JIS Z 2801
Antibacterial Products -- Test For Antibacterial Activity And Efficacy (Japanese Standard)
JIS Z 2801 specifies a method of determining the antibacterial activity of antibacterial / anti-microbial-treated plastic products such as our Si-Quat Products.
It is not intended to be used to evaluate the effects and propagation of bacteria on plastics without antibacterial treatments and is specifically designed to test products like Si-Quat and Clean N Coat. ISO 846 describes tests to evaluate the effects and propagation of bacteria on plastics, which are different from those covered by JIS Z 2801. For some test it is good to test plastics that are not treated to create a control group. Secondary effects of antibacterial treatments, such as the prevention of biodeterioration and odour, are not covered by the standard although it would be a side effect of our Si-Quat active coatings.
SUMMARY OF THE JIS Z 2801 TEST
The test microbes are prepared, usually by development in a liquid culture medium. Per the method, two representative microbes are specified, S. aureus and E. coli. Are standard and also used by AFFIX Labs to test the Si-Quat active coating.
The suspension of the test microorganism is standardized by dilution in a nutritive solution that enables the bacteria to grow during the test.

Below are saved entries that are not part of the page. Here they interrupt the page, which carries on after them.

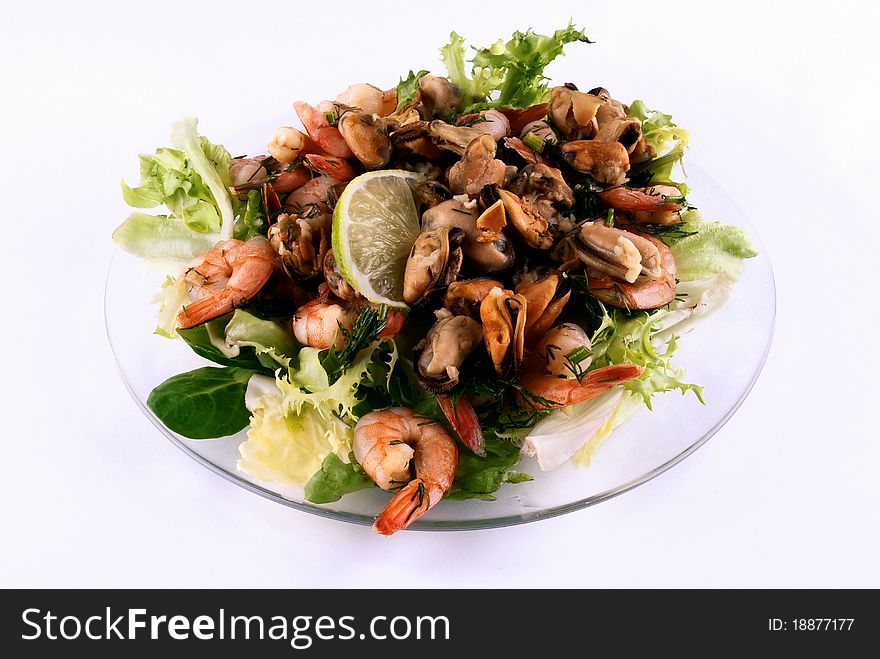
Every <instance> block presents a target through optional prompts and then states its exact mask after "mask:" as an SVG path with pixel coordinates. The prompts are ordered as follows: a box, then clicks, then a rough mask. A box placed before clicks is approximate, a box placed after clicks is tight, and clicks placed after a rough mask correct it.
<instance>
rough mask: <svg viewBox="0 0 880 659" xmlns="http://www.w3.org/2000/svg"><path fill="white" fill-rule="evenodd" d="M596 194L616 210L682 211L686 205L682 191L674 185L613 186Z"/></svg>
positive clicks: (606, 202) (612, 207) (601, 199)
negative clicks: (681, 195) (636, 187)
mask: <svg viewBox="0 0 880 659" xmlns="http://www.w3.org/2000/svg"><path fill="white" fill-rule="evenodd" d="M596 196H597V197H599V199H601V200H602V201H603V202H605V203H606V204H608V205H609V206H611V208H614V209H616V210H621V211H646V212H658V211H680V210H682V209H683V208H684V207H685V205H686V204H685V203H683V201H682V198H681V191H679V189H678V188H676V187H675V186H672V185H655V186H652V187H650V188H623V187H618V188H611V189H610V190H604V191H602V192H597V193H596Z"/></svg>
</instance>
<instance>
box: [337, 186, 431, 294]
mask: <svg viewBox="0 0 880 659" xmlns="http://www.w3.org/2000/svg"><path fill="white" fill-rule="evenodd" d="M422 180H424V178H423V177H422V176H420V175H419V174H416V173H414V172H407V171H404V170H398V169H384V170H379V171H375V172H367V173H366V174H361V175H360V176H358V177H357V178H356V179H354V180H352V181H351V182H350V183H349V184H348V185H347V186H346V187H345V191H344V192H343V193H342V196H341V197H340V198H339V201H338V202H337V203H336V209H335V210H334V211H333V255H334V256H335V257H336V263H337V264H338V266H339V269H340V270H341V272H342V275H343V276H344V277H345V279H346V280H347V281H348V283H349V284H351V286H352V287H353V288H354V289H355V290H356V291H357V292H358V293H360V294H361V295H363V296H364V297H365V298H367V299H368V300H369V301H370V302H374V303H376V304H387V305H388V306H390V307H394V308H397V309H407V308H408V307H407V305H406V304H405V303H404V302H403V272H404V270H405V269H406V260H407V258H408V257H409V253H410V250H411V249H412V246H413V243H414V242H415V241H416V238H418V236H419V232H420V231H421V227H420V220H419V212H418V210H417V209H416V204H415V201H414V199H413V195H412V191H411V190H410V183H412V182H417V181H422Z"/></svg>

Control and test surfaces are inoculated with microorganisms, and then the microbial inoculum is covered with a thin, sterile cover. Covering the inoculum helps it spread better and prevents it from vaporizing, it also helps to ensures close contact with the antimicrobial surface which is needed for a mechanical kill like with our Si-Quat active molecule.
Microbial concentrations are established at the start of the test by elution followed by dilution and plating.
A control is run to verify that the neutralization/elution method effectively neutralizes the antimicrobial agent in the antimicrobial surface being tested.
All the samples and control group are incubate and remain undisturbed in a humid environment for 24 hours.
After incubation, microbial concentrations are determined. The reduction of microorganisms relative to initial concentrations and the control surface is calculated.